I teach English for a living, yet I have forgotten how to correctly speak it. I add and drop articles when I shouldn’t, and mispronounce common words (orange-ee instead of orange, WTF?). I often find myself saying things like, “I am many happy today” or “Let’s go have the walk”.
Let’s get this straight, I am a native English speaker. I even double-majored in English. Yet on a regular basis, I find myself saying some of the most absurd combinations of words. It’s one thing to slow down and emphasize words while molding the precious minds of kids, it’s another to speak that way outside the classroom. Recently, I was on the elevator with a Korean woman and her dog. I turned to her and said, “Dog. Me. Pet?” I was too flabbergasted with myself to wait for her response.
5. I’ve become hyper-aware of how much time I spend on my phone.
I often wonder what it was like in Korea before the invention of smartphones. How did people function? What did they do on the subway if they couldn’t stream K-Dramas? How did they show the world what they ate for lunch? To be fair, I know the reliance on technology is rampant everywhere. But for some reason, Korea seems to top all places I’ve been to.
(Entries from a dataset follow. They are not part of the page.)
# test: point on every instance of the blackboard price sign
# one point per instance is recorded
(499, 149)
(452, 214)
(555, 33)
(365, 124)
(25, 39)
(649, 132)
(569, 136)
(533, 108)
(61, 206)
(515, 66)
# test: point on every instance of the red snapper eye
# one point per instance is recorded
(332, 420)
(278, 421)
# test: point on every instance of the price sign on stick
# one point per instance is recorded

Seeing people walk in front of traffic. Or ignore their friends. Or bump into kids on the sidewalk — it makes me think twice about my cell phone usage. Though I love having my phone accessible, I’ve learned to pay close attention to how, and when, I use it.
6. I’ve stopped guarding all of my belongings.
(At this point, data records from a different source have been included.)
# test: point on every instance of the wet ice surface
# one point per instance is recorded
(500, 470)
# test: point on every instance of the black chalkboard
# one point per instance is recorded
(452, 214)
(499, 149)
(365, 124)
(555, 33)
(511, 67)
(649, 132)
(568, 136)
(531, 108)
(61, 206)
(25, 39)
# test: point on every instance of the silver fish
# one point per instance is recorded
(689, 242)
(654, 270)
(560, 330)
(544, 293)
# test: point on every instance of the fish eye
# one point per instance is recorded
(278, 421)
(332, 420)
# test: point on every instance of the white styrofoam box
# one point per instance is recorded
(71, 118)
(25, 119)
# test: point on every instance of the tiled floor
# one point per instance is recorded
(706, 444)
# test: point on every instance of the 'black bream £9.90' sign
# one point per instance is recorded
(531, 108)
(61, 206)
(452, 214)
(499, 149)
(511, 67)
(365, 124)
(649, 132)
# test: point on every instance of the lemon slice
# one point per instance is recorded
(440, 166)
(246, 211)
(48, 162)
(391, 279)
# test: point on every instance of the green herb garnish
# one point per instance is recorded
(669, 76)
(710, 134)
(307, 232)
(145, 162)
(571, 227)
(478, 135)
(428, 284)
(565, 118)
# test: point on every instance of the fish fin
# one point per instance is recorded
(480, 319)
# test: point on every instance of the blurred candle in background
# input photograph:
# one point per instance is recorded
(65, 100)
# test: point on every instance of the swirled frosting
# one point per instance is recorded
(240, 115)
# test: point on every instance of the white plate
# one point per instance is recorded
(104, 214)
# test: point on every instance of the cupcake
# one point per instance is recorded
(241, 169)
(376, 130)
As a traveler, I’ve been trained to constantly be aware of my surroundings and my things. The honesty of people in Korea has worn off on me though, and I’ve let my guard down a bit. I’ll leave my computer open in the coffee shop while I go to the bathroom. Leave my expensive sunglasses on a community table at the gym. Even plug my phone into an outlet at a bus station and sit nowhere near it. It’s nice that things are so safe here, but it’s a habit that will probably get thrown out the window as soon as I leave the country.
7. I now go to work no matter how sick (or hungover) I am.
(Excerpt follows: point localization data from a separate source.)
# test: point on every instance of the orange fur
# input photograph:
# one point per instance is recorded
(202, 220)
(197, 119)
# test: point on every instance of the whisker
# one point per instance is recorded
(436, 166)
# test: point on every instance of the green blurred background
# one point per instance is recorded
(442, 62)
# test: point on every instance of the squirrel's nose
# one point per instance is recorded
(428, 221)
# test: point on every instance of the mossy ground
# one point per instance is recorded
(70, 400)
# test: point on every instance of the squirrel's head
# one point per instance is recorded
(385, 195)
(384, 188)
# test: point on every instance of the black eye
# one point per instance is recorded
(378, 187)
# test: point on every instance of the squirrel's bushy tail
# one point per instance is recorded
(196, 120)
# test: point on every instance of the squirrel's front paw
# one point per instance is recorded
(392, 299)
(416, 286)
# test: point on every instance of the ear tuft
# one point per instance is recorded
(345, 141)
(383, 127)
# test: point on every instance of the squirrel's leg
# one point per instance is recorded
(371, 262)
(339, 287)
A pounding head and aching body count for nothing when it comes to calling out of work. In the US, I would call in sick at the first sign of a sniffle. (Don’t want to get those kids sick!) In Korea, suffering through sickness at work is just the way it is. It’s a never-ending cycle of germs at the school I work at, as all the kids and teachers come to school no matter how contagious they are.
8. I’ve aged a year and a half.
I left the USA as a fresh 27-year-old, only to arrive in Korea to learn I was actually a soon-to-be 29-year-old. Imagine my surprise when I lost nearly two years of my twenties over the course of a 14-hour flight.
9. I get naked in public now.
And I enjoy it. My favorite way to unwind after a long day is by stripping off my clothes and soaking in a hot tub, with 50 other women. The jimjilbang is a Korean Bathhouse and an important part of the culture. It’s where women, men, and families gather (in segregated areas) to cleanse themselves, relax, and shoot the shit. It took some time to adjust to this part of the culture, but I’ve grown to enjoy the atmosphere a lot.
10. I’ve learned that traffic rules often mean nothing.
Parking on sidewalks, driving the wrong way down a one-way street, running red lights. This is all acceptable in Korea. I know to dodge motorcycles on the sidewalk and that it’s okay to double park in a garage. And I know that as long as I have my phone number on my dashboard, I can pretty much park wherever I want. I’ve never seen someone get pulled over or chastised for breaking the rules. Which is obviously why everyone does it.
11. I expect to have wifi everywhere.
After living in Korea, I’ve become accustomed to being able to connect to the internet anywhere. I expect every place I visit to have wifi, and if it doesn’t, at least a dozen other open wifi connections. I recently returned to the US for a quick visit. I got in an Uber and realized I couldn’t connect to wifi. And the driver didn’t even have a hotspot he was willing to share with me. What?